Southern rust affects cattle indirectly through the feed.

  • Lower energy and digestibility: Leaf damage and reduced starch mean silage and high-moisture corn deliver less usable energy. Cattle may need to eat more to maintain gains, and feed efficiency can slip.

  • Poor fermentation: Early dry down makes silage harder to pack, allowing oxygen to stay trapped and favoring molds and yeasts that spoil feed and lower palatability.

  • Mycotoxin risk: Secondary ear and stalk rots—such as Fusarium or Aspergillus—can flourish in weakened plants, introducing toxins that depress appetite, slow growth, and impair immunity.

  • Ration variability: When starch or digestibility drops by more than 10%, the energy balance shifts. Without testing and ration adjustment, performance may suffer or digestive upset may occur if extra grain is added too quickly.

For beef producers, these changes typically appear as inconsistent gains, lower intake, and reduced feed efficiency—especially when affected silage or grain makes up a large part of the ration.

Recommended Steps

1. Test before feeding.
Run a mycotoxin screen and nitrate test on silage or grain from infected fields. If levels are high, dilute with clean feed or use a proven binder with guidance from a nutritionist.

2. Evaluate fermentation.
Review lab reports for silage quality:

  • Lactic acid: 4–6%

  • Butyric acid: <0.25%

  • Ammonia-N: <12% of total N
    Unfavorable results suggest poor packing or oxygen infiltration.

3. Adjust the ration.
Analyze for starch and NDF digestibility and reformulate to maintain target energy without increasing acidosis risk.

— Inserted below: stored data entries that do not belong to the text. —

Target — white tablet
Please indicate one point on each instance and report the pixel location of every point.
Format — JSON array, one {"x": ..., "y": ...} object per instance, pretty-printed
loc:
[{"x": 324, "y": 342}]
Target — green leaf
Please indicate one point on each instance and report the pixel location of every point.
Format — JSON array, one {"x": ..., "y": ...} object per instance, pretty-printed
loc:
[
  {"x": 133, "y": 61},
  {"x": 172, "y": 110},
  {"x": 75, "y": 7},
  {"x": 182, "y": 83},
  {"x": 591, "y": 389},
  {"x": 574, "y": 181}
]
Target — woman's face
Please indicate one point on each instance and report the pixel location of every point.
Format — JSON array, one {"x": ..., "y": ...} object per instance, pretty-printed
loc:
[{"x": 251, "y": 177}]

4. Improve management next season.
Scout earlier, harvest based on moisture content, not calendar date, and consider using a silage inoculant when visible rust appears before harvest.

Identifying Southern Rust

Southern rust pustules are smaller, denser, and more orange than those of common rust, which tends to be larger and darker and appears on both leaf surfaces. Because the two diseases often overlap, lab confirmation remains the most reliable way to distinguish them.

Practical Insight

Southern rust is a crop disease with feed consequences. It reduces energy, digestibility, and fermentation quality while creating conditions for other fungi to thrive. The best defense is proactive management—test, adjust, and feed strategically. With proper testing and ration balancing, beef producers can protect performance even when crop quality takes a weather-related hit.